NDC government will revert Nana Addo’s new holidays – Agbana
The National Democratic Congress (NDC), will reverse the decision by the current government to introduce 4th August and 7th January as new statutory public holidays.
This is the indication from the party’s Deputy Youth Organizer, Eric Edem Agbana.
Speaking on Citi TV’s Breakfast Daily Show on Friday, Edem Agbana said the August 4 holiday proposed by the government for an amendment, was a deliberate attempt to downplay the efforts of Ghana’s first president, Dr. Kwame Nkrumah in Ghana’s independence from British governance.
The government on Thursday tabled an amendment to the Public Holiday Act to remove Republic Day and African Union Day marked annually on July 1 and May 25 respectively, as statutory holidays.
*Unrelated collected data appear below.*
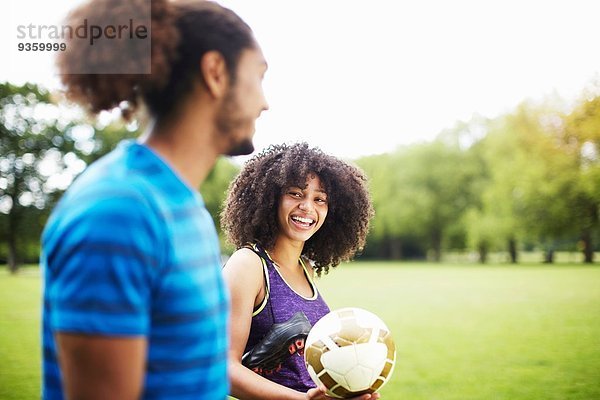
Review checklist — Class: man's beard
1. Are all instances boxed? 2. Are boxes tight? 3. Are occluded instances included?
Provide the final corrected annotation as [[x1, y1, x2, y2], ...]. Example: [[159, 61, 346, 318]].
[[226, 138, 255, 156], [216, 88, 255, 156]]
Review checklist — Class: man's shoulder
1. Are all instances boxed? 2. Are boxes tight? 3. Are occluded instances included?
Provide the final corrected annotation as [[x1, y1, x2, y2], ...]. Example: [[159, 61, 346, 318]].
[[60, 145, 166, 211], [44, 155, 167, 247]]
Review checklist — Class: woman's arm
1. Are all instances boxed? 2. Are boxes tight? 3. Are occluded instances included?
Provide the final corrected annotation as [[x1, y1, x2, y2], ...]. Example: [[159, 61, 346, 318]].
[[223, 248, 306, 400]]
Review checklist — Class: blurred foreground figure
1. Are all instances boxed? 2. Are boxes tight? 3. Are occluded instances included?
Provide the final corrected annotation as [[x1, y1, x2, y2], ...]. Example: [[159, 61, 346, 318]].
[[41, 0, 268, 399]]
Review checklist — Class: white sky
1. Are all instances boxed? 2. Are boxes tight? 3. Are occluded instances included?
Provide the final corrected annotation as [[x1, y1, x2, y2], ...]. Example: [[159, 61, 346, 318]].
[[3, 0, 600, 159]]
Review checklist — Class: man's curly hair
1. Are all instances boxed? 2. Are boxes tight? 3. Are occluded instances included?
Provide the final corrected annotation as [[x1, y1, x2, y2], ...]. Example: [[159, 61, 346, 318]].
[[56, 0, 254, 122], [221, 142, 374, 275]]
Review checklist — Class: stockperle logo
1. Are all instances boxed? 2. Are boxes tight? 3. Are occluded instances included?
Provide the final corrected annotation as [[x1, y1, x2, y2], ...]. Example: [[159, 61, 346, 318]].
[[8, 0, 151, 75]]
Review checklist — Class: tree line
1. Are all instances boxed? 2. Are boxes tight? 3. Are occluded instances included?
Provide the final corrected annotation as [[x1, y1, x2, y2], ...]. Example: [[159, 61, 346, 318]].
[[1, 81, 598, 272], [358, 86, 599, 263]]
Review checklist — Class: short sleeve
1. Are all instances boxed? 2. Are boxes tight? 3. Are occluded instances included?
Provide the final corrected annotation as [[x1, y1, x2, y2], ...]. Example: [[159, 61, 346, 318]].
[[44, 189, 165, 336]]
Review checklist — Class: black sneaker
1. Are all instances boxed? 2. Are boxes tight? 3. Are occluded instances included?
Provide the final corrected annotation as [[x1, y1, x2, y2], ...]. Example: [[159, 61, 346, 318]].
[[242, 311, 312, 374]]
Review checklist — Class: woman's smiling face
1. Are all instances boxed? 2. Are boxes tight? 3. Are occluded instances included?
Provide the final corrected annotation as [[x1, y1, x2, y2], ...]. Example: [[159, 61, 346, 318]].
[[277, 174, 328, 244]]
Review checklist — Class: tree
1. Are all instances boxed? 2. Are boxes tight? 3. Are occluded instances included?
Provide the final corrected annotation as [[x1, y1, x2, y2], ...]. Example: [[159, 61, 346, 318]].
[[414, 140, 481, 261], [463, 92, 599, 264], [464, 113, 532, 263], [358, 152, 414, 259], [507, 101, 581, 263], [199, 157, 240, 253], [563, 84, 600, 263], [359, 138, 480, 261], [0, 82, 138, 272], [1, 83, 80, 271]]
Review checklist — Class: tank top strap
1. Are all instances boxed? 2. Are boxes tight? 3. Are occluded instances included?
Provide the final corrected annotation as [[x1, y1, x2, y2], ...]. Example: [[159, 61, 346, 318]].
[[244, 243, 269, 262], [243, 243, 276, 318]]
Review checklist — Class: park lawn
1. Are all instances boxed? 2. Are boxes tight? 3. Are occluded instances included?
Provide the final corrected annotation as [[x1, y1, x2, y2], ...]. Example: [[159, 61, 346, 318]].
[[0, 267, 42, 400], [316, 263, 600, 400], [1, 263, 600, 400]]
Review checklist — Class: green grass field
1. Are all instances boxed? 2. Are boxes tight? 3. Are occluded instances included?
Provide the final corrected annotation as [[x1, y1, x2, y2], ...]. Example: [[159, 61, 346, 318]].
[[0, 268, 42, 400], [1, 263, 600, 399]]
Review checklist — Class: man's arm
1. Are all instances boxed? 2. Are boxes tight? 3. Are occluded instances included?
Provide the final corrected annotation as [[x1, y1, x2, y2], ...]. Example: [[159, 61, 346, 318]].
[[56, 333, 147, 400]]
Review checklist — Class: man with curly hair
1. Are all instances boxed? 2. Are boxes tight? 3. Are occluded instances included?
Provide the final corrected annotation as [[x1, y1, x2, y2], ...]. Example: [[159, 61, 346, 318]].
[[41, 1, 268, 399], [221, 142, 378, 399]]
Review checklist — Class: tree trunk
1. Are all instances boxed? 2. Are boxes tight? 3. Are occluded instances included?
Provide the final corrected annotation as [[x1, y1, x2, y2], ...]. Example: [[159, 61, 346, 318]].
[[7, 200, 21, 274], [388, 238, 402, 260], [508, 238, 518, 264], [431, 230, 442, 262], [581, 229, 594, 264], [7, 228, 19, 274], [543, 249, 554, 264], [478, 242, 488, 264]]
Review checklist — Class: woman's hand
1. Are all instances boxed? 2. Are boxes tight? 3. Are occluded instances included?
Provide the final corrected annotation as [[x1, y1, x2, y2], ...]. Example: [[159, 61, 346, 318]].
[[305, 386, 381, 400]]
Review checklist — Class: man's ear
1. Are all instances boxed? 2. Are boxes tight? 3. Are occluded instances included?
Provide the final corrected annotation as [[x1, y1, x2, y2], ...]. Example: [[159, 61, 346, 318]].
[[200, 50, 229, 99]]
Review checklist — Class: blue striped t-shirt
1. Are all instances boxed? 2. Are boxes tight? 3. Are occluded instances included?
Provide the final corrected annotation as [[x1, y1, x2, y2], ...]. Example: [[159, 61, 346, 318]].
[[41, 140, 229, 399]]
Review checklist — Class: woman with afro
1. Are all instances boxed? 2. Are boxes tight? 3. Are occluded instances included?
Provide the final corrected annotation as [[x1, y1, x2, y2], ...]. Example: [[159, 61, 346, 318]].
[[221, 142, 377, 399]]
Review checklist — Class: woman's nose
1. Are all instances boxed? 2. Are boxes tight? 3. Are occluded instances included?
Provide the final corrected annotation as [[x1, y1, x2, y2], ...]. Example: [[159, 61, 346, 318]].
[[298, 200, 312, 212]]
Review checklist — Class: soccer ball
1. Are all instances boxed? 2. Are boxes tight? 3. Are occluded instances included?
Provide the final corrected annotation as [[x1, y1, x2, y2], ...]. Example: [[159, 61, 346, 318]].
[[304, 307, 396, 398]]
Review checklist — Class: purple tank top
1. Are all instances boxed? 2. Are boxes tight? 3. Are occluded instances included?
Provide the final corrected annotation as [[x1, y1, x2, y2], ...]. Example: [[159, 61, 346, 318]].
[[244, 244, 330, 392]]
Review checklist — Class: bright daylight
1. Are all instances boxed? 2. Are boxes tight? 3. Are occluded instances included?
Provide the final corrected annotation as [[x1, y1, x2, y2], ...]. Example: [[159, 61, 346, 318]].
[[1, 0, 599, 399]]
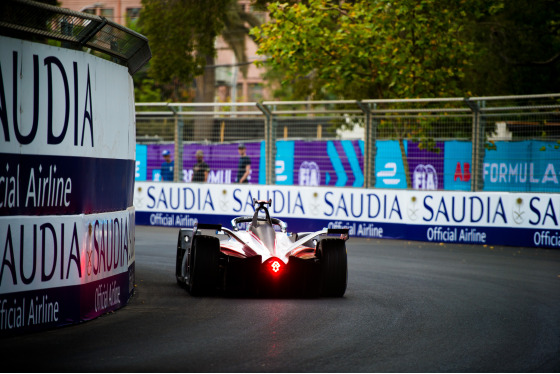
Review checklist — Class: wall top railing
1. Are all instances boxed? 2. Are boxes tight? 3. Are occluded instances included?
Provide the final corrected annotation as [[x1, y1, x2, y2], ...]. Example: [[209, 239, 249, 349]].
[[136, 94, 560, 117], [135, 102, 263, 117], [0, 0, 151, 75]]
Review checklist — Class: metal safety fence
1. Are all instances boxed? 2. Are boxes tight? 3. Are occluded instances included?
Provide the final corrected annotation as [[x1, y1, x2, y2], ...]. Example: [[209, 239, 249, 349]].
[[135, 93, 560, 193]]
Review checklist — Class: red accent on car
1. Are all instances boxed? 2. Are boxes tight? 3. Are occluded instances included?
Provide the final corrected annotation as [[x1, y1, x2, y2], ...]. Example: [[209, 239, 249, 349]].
[[265, 257, 284, 275], [271, 260, 281, 273]]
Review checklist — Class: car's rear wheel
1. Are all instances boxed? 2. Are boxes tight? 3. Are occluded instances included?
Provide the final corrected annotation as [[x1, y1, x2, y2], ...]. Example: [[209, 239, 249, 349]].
[[318, 238, 347, 297], [189, 235, 221, 296]]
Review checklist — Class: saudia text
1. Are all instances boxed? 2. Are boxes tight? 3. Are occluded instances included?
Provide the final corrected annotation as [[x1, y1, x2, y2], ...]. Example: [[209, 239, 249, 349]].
[[1, 216, 133, 289], [0, 50, 94, 147]]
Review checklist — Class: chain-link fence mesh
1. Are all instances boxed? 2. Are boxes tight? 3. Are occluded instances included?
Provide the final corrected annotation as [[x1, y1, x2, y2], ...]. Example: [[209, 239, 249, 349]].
[[266, 101, 365, 187], [135, 94, 560, 193], [366, 98, 473, 190], [477, 95, 560, 192], [136, 103, 265, 184]]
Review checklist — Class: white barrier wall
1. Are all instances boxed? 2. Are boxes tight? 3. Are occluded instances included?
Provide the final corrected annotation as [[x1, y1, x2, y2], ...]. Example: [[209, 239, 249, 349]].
[[0, 36, 136, 335], [135, 181, 560, 249]]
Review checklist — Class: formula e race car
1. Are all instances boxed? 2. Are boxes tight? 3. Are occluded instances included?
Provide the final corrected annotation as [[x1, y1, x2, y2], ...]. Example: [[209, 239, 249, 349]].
[[175, 199, 348, 297]]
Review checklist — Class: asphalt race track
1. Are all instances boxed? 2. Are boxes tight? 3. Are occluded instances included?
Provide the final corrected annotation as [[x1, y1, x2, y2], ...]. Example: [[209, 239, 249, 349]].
[[2, 225, 560, 372]]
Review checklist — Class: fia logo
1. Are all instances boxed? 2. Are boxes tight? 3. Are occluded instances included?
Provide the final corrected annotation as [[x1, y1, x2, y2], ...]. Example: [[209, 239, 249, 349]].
[[299, 161, 320, 186], [413, 164, 438, 190]]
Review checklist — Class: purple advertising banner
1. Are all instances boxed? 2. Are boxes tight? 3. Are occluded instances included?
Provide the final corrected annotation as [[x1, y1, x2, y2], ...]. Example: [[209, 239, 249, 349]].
[[144, 140, 363, 187], [137, 139, 560, 192], [147, 142, 262, 184], [293, 141, 330, 186], [293, 140, 364, 187], [407, 142, 445, 190]]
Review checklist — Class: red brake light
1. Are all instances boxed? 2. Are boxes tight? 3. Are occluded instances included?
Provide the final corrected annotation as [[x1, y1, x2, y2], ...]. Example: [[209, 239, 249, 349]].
[[266, 257, 284, 275], [271, 260, 281, 273]]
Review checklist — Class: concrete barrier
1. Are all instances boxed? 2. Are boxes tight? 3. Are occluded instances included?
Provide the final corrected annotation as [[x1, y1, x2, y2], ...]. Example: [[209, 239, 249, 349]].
[[1, 35, 137, 335]]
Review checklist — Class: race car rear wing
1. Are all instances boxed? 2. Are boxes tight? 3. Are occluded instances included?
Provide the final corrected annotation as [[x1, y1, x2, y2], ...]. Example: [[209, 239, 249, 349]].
[[231, 216, 288, 232], [196, 223, 222, 232], [197, 223, 347, 236], [327, 228, 350, 235]]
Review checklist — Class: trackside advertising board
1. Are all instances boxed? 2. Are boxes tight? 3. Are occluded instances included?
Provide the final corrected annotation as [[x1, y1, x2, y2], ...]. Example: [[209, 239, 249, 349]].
[[0, 36, 136, 335], [136, 139, 560, 192], [135, 182, 560, 249]]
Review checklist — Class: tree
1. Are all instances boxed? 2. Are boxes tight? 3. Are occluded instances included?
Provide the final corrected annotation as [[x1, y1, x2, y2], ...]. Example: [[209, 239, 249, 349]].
[[221, 1, 263, 81], [140, 0, 227, 90], [141, 0, 227, 140], [467, 0, 560, 95]]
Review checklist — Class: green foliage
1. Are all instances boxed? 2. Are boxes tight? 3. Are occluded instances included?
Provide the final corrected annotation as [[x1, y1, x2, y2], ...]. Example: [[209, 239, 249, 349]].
[[134, 78, 163, 103], [133, 0, 559, 103], [140, 0, 229, 84], [466, 0, 560, 95], [252, 0, 496, 100]]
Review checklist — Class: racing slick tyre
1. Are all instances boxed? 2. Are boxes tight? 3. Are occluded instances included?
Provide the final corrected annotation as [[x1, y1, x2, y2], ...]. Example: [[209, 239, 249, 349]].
[[176, 229, 193, 288], [189, 235, 221, 296], [318, 238, 348, 297]]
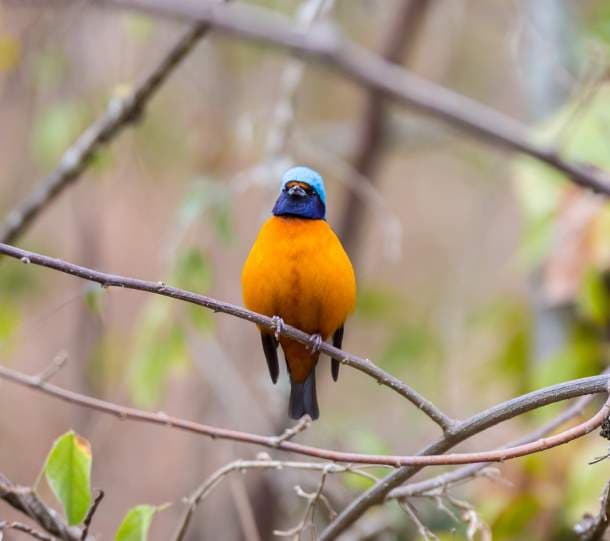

Also, it is seeking to make January 7, tagged Constitution day and August 4, to be known as Founders’ day, a statutory public holiday.
The government had earlier stated that 21st September which was previously celebrated as Founder’s day in honour of Ghana’s first president, Kwame Nkrumah, who is credited as leading the country to independence was to be renamed Nkrumah Memorial Day.
The government contended that celebrating the day as Founder’s day with Ghana’s independence achievement credited solely to Nkrumah was wrong as others including the Dr. J.B. Danquah also played key roles in the country’s independence struggle.
The government said in its statement that, [August 4, is] “obviously the most appropriate day to signify our recognition and appreciation of the collective efforts of our forebears towards the founding of a free, independent Ghana.
August 4 is noted as the date for the formation of the Aborigines’ Rights Protection Society by John Mensah Sarbah in 1897, and the formation of the United Gold Coast Convention (UGCC) in 1947 by J.B. Danquah and George Alfred “Paa” Grant.
Some persons and groups including the Convention People’s Party which was formed by Kwame Nkrumah criticized the government for the declaration, describing it as an attempt to rewrite the country’s history.
Eric Agbana believes the amendment will give a wrong impression about Ghana’s history.
“I will not be surprised if parliament irrespective of the facts available, irrespective of what the true history of Ghana is, go ahead to pass this. Anytime that the NDC government comes back to parliament, we will make sure that we will reverse this, we will repeal this and make sure that we get the 21st September and celebrate it properly as the Founder’s day,” he said.